Publié le par Patrick Beaudouin

Le Parisien, dans son édition du Val de Marne, se fait l’écho aujourd’hui de la nomination de Jean-François Hebert, ancien directeur de cabinet de Christine Albanel, au Ministère de la culture, comme directeur de l’établissement public du palais de Fontainebleau, tout en étant chargé de la mise en œuvre du projet présidentiel du musée de l’Histoire de France. Ce qui laisse à penser que Fontainebleau pourrait être le lieu retenu.

 

Mon collègue Laurent Lafon, maire de Vincennes, s’étonne de cette double nomination, dont je l’avais informé, dès le remaniement ministériel au début du mois de juillet. Elle n’est malheureusement que la preuve du choix premier par le Ministère de la Culture de s’approprier le projet présidentiel de musée de l’histoire de France. Il est bien dommage que les autres parties prenantes, dont la communauté des historiens et des chercheurs, ainsi que le Ministère de la Défense, ainsi que les défenseurs des autres sites, n’aient pas pu bénéficier d’une présentation plus équitable de leurs attentes de leurs suggestions et de leurs projets, par ledit ministère.

 

Aujourd’hui, on pourrait croire que le piège se referme sur les autres candidats, suivant un scénario pré établi. C’est ce que je redirai cette après-midi à Claude Guéant, Secrétaire Général de l’Elysée. Car la décision n’est pas prise.

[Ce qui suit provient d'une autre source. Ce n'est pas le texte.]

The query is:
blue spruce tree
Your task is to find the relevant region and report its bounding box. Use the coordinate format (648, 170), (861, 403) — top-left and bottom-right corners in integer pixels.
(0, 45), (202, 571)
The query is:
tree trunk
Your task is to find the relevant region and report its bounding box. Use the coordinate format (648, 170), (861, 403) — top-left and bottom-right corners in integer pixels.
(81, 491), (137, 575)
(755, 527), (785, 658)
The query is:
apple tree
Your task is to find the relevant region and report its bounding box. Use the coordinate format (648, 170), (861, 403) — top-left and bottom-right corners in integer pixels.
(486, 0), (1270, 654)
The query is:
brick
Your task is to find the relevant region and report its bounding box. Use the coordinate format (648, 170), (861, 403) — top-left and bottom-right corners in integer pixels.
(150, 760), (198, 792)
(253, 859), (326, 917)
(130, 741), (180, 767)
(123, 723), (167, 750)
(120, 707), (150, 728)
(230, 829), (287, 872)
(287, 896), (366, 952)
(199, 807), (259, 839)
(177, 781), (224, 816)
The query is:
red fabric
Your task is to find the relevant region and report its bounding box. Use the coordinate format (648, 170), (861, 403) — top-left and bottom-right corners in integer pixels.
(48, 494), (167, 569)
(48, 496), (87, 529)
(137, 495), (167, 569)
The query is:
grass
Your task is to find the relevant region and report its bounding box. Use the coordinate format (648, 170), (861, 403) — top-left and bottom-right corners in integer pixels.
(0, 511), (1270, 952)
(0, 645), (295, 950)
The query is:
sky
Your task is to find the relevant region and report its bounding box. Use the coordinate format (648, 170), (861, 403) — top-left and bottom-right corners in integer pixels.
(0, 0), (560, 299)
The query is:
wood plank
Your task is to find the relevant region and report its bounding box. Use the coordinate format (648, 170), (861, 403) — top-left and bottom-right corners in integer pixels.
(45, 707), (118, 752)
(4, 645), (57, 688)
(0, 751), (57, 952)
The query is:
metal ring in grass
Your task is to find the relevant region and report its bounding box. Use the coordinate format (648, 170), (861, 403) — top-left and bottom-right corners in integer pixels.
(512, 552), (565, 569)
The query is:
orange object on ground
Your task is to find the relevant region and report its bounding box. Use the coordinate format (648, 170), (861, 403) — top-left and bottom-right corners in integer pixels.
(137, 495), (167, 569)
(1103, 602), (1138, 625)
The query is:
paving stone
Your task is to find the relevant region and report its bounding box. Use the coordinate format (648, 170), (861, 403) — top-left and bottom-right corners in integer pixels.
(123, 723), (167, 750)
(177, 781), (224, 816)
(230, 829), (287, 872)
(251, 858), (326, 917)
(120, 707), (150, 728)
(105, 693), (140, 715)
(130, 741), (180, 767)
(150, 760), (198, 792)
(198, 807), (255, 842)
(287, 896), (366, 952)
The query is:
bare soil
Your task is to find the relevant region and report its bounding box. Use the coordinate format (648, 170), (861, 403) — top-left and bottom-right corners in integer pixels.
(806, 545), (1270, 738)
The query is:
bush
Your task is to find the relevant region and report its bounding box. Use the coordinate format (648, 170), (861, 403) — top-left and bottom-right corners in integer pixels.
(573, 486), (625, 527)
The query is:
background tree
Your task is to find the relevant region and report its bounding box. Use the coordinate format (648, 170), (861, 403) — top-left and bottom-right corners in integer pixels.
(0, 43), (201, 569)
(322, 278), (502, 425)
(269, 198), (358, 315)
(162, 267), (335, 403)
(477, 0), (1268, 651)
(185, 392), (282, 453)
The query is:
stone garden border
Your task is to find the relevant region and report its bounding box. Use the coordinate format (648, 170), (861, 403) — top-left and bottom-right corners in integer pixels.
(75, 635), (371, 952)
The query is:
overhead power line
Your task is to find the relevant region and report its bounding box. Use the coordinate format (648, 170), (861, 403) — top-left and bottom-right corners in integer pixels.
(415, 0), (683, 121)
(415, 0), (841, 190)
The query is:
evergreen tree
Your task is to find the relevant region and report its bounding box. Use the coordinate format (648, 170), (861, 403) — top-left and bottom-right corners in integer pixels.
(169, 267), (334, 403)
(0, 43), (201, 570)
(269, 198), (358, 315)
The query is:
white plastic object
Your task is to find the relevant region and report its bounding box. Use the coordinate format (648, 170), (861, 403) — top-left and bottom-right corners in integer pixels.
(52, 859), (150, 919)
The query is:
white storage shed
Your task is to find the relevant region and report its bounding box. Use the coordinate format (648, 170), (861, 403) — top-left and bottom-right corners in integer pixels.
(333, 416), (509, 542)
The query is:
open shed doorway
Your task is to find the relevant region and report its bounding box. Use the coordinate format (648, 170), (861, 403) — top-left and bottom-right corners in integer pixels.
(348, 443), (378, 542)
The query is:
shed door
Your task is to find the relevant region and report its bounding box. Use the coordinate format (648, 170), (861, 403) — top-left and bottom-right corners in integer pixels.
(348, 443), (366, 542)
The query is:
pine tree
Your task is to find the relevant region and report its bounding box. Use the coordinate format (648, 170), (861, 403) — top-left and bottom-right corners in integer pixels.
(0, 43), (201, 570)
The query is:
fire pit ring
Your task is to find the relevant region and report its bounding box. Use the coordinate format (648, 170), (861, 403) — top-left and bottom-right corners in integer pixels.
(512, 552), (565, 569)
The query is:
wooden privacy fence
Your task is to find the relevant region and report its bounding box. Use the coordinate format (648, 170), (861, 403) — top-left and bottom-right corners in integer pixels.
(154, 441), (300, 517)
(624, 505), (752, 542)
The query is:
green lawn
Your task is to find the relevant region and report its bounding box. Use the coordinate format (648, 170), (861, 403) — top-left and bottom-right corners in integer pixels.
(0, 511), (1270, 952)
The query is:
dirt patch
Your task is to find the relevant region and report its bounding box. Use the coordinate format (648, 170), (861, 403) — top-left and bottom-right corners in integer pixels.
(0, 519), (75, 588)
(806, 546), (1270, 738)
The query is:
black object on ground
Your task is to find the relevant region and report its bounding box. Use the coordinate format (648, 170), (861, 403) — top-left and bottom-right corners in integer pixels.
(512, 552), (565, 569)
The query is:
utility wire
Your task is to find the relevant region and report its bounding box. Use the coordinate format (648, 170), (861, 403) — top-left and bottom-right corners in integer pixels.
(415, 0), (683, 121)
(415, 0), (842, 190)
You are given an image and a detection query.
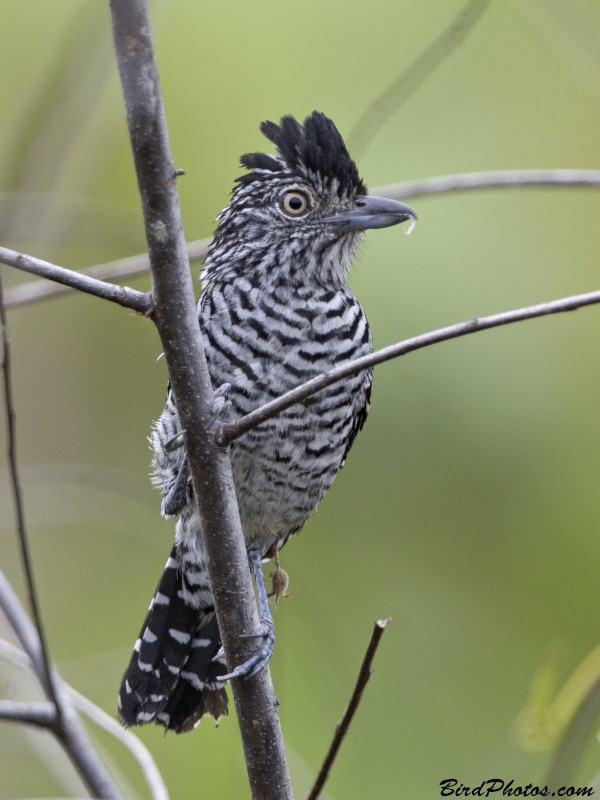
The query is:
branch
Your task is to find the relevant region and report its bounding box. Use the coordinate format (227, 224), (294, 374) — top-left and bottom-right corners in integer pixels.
(216, 284), (600, 447)
(0, 247), (152, 316)
(0, 639), (169, 800)
(0, 276), (60, 714)
(0, 570), (120, 800)
(373, 169), (600, 200)
(110, 0), (292, 800)
(0, 169), (600, 313)
(0, 700), (56, 728)
(348, 0), (490, 158)
(306, 617), (391, 800)
(6, 239), (212, 309)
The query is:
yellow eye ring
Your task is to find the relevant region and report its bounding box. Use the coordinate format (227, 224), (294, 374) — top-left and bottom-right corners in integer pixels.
(281, 192), (308, 217)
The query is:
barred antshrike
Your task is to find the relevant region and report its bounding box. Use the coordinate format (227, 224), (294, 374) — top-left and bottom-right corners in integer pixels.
(119, 111), (416, 732)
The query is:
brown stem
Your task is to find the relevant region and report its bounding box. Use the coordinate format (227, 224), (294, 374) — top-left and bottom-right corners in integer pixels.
(306, 617), (391, 800)
(110, 0), (292, 800)
(0, 247), (152, 316)
(0, 169), (600, 309)
(217, 292), (600, 447)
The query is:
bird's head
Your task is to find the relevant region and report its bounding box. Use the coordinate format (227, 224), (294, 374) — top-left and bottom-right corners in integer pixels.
(206, 111), (417, 282)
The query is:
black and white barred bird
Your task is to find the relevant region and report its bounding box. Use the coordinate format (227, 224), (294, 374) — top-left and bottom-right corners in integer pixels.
(119, 112), (416, 732)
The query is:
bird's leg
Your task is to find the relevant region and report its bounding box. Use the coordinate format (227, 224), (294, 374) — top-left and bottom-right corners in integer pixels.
(218, 551), (275, 682)
(267, 550), (292, 606)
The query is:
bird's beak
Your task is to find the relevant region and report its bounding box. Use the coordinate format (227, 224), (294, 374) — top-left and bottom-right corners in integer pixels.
(322, 195), (417, 231)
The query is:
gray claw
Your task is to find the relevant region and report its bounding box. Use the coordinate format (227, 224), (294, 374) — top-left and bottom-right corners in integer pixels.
(217, 552), (275, 683)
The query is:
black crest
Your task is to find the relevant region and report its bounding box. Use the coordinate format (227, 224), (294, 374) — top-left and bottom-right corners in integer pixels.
(239, 111), (367, 196)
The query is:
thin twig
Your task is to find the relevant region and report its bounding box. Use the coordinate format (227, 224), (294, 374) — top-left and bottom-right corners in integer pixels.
(0, 700), (56, 729)
(0, 274), (60, 716)
(110, 0), (292, 800)
(348, 0), (490, 158)
(0, 247), (152, 316)
(216, 291), (600, 447)
(0, 169), (600, 310)
(373, 169), (600, 200)
(0, 570), (121, 800)
(306, 617), (391, 800)
(5, 234), (212, 309)
(0, 639), (169, 800)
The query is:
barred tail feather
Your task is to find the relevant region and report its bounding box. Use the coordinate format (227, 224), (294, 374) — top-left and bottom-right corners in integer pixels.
(118, 548), (227, 733)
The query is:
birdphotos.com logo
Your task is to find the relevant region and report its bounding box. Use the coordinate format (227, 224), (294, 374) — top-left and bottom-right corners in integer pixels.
(440, 778), (595, 800)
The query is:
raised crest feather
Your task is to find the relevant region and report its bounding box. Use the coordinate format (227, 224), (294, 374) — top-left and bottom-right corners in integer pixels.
(240, 111), (367, 197)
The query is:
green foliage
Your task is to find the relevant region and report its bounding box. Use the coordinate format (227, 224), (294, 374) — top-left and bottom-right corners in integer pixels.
(0, 0), (600, 800)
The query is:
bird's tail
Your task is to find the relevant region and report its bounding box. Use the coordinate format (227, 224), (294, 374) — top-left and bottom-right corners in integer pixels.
(118, 548), (227, 733)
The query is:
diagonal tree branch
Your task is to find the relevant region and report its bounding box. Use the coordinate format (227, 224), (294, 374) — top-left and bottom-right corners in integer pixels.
(110, 0), (292, 800)
(216, 282), (600, 447)
(0, 169), (600, 313)
(0, 639), (169, 800)
(306, 617), (392, 800)
(0, 570), (120, 800)
(373, 169), (600, 200)
(0, 247), (152, 316)
(0, 700), (56, 729)
(0, 277), (60, 715)
(5, 234), (212, 309)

Ce rendez-vous à l’Elysée sera l’occasion d’aborder trois grands sujets :

 

le château de Vincennes dont je soulignerai à nouveau les extraordinaires dispositions à accueillir le Musée de l’histoire de France ;

 

la réforme du service national, dans la suite de mon rapport sur le lien armée-nation ;

 

le Grand Paris, pour lequel je présenterai notamment mon projet d’axe bio-culturel de l’Est Parisien.

 

Ce dernier projet d’axe bio-culturel de l’Est Parisien, est destiné à lier et dynamiser, par une mise en réseau, les institutions de pointe, de culture, d’images et de recherche.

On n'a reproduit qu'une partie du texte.